L'enceinte de la prison comprend le logement du gouverneur et des employés sur une première cour. Autour d'une 2me cour se trouvent les réfectoires, les cuisines, les ateliers et les cellules. Les ateliers se divisent en différents compartiments, suivant la nature du travail, auquel ils sont affectés.
Les prisonniers passent toute la journée au travail. On leur laisse de temps en temps quelques instants de repos. À huit heures du soir, on les enferme dans leurs cellules. Les cellules sont percées dans un massif de maçonnerie qui s'élève jusqu'à la hauteur du toit. Des balcons en bois circulent autour des divers étages et le gardien, placé en bas, au dessous de cette muraille blanche toute percée de portes grillées, peut d'un coup d'œil surveiller toute une face du bloc.
Le silence est général dans la prison et admirablement observé quelques paroles suffiraient pour envoyer le délinquant au cachot. L'isolement, le découragement, l'obscurité complète, le ramènent vite à résipiscence.

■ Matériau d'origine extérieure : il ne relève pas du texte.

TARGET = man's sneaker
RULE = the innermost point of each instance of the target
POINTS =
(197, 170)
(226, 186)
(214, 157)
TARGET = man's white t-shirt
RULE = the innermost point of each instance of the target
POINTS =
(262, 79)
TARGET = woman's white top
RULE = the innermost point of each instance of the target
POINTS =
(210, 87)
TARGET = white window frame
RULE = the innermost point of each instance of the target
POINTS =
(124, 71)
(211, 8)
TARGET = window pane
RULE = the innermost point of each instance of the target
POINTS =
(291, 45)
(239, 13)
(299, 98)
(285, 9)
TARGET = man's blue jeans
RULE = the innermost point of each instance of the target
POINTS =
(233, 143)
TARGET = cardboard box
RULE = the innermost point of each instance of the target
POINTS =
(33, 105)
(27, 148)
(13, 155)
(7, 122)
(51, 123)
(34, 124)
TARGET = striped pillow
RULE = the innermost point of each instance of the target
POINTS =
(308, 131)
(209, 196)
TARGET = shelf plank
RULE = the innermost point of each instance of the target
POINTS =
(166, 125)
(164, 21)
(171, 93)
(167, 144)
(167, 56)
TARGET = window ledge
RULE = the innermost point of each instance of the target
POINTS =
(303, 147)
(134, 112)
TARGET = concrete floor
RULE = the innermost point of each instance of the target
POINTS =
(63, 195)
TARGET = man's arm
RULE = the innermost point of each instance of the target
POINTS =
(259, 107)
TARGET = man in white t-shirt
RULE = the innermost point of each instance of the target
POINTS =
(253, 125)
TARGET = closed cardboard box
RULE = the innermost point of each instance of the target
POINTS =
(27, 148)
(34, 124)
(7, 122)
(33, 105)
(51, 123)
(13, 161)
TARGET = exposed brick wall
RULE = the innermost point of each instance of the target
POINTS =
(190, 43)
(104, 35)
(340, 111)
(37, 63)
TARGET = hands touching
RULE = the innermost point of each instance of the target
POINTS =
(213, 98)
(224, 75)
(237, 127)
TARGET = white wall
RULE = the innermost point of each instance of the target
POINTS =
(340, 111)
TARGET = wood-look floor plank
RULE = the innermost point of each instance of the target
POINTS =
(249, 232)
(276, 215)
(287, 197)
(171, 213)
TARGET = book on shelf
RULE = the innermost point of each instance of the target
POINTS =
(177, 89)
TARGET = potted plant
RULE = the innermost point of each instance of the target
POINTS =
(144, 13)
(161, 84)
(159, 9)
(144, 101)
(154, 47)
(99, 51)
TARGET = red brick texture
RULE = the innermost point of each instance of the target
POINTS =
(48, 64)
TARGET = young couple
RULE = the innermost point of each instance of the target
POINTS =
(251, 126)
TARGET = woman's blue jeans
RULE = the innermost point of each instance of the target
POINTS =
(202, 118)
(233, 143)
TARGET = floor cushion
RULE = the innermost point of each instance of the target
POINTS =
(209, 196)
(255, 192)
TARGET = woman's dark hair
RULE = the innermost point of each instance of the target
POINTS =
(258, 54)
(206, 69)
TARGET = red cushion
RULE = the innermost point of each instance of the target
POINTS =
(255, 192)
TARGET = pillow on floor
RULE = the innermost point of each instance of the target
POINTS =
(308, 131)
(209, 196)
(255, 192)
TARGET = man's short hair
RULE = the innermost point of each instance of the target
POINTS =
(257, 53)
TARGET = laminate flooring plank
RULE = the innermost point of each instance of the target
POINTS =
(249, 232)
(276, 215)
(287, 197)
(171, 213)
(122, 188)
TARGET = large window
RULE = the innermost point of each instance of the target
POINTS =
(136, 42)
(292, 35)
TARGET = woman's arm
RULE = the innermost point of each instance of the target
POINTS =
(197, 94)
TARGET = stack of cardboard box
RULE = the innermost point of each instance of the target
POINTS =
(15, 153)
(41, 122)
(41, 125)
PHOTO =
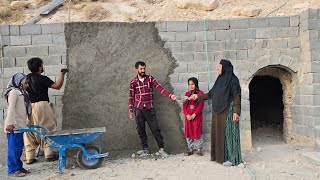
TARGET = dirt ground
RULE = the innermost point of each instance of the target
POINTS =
(156, 10)
(271, 158)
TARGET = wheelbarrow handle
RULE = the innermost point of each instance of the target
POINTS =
(31, 128)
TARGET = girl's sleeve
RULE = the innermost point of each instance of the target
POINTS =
(12, 100)
(236, 92)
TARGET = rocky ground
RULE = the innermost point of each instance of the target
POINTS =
(270, 158)
(155, 10)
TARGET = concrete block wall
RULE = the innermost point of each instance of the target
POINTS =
(306, 121)
(250, 44)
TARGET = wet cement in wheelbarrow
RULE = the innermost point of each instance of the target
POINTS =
(101, 58)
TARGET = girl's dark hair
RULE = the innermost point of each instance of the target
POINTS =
(196, 83)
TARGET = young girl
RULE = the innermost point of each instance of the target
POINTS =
(193, 118)
(19, 110)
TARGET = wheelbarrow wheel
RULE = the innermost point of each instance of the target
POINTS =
(89, 163)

Tous les mouvements s'exécutent automatiquement. Les prisonniers se rendent d'une salle à une autre en rangs et au pas cadencé. Ils sont divisés en brigades, chaque brigade est confiée à un surveillant. Nous vîmes les apprêts du dîner, qui n'avait rien d'attrayant. Nous visitâmes aussi tous les ateliers. Il y règne un ordre parfait et un silence qui étonne. Le regard du gardien qui, pourtant n'est pas armé ostensiblement semble intimider extraordinairement les 60 hommes qui travaillent sous sa direction. Tout ce qui est nécessaire à l'usage de la prison, se fabrique dans l'établissement, sans en excepter les travaux de maçonnerie. De plus, les prisonniers travaillent par adjudication pour le Cte de négociants d'Auburn et d'autres villes. Nous vîmes là des galons de voiture, des brides, des meubles, des pompes à incendie des laines filées, des tapis fabriqués au métier. Leurs essais de soie à coudre étaient moins bien réussis.
Le nombre actuel (1842) des prisonniers est de 700 la durée de leur peine varie de 2 à 5 ans. L'année dernière (1841) le produit de leur travail net de frais a rapporté au gouvernement $ 17000 soit 85000 francs.
Le garde, qui nous précédait, nous montra, en traversant les cuisines un homme, qui fumait dans un coin « Voilà un de vos compatriotes », nous dit-il « c'est le seul français qui soit actuellement à Auburn. Comme il est devenu fou, on lui permet de fumer. » Nous vîmes, parmi les prisonniers un assez grand nombre de nègres et trois vieillards à cheveux blancs.
Le prince de Joinville avait visité la prison, l'automne précédent.
En sortant des escaliers étroits, des sombres corridors de la prison, on se trouve heureux de respirer de nouveau le grand air. Comme nous dépassions la grille de la porte d'entrée, nous entendîmes les sons d'un piano, qui jouait les valses les plus gaies. C'était la fille du gouverneur qui cherchait à se distraire. Une gazelle apprivoisée gambadait sur le gazon de la première enceinte. Le portier fumait sa pipe au soleil ; scènes tranquilles, qui contrastaient avec les douleurs de la prison.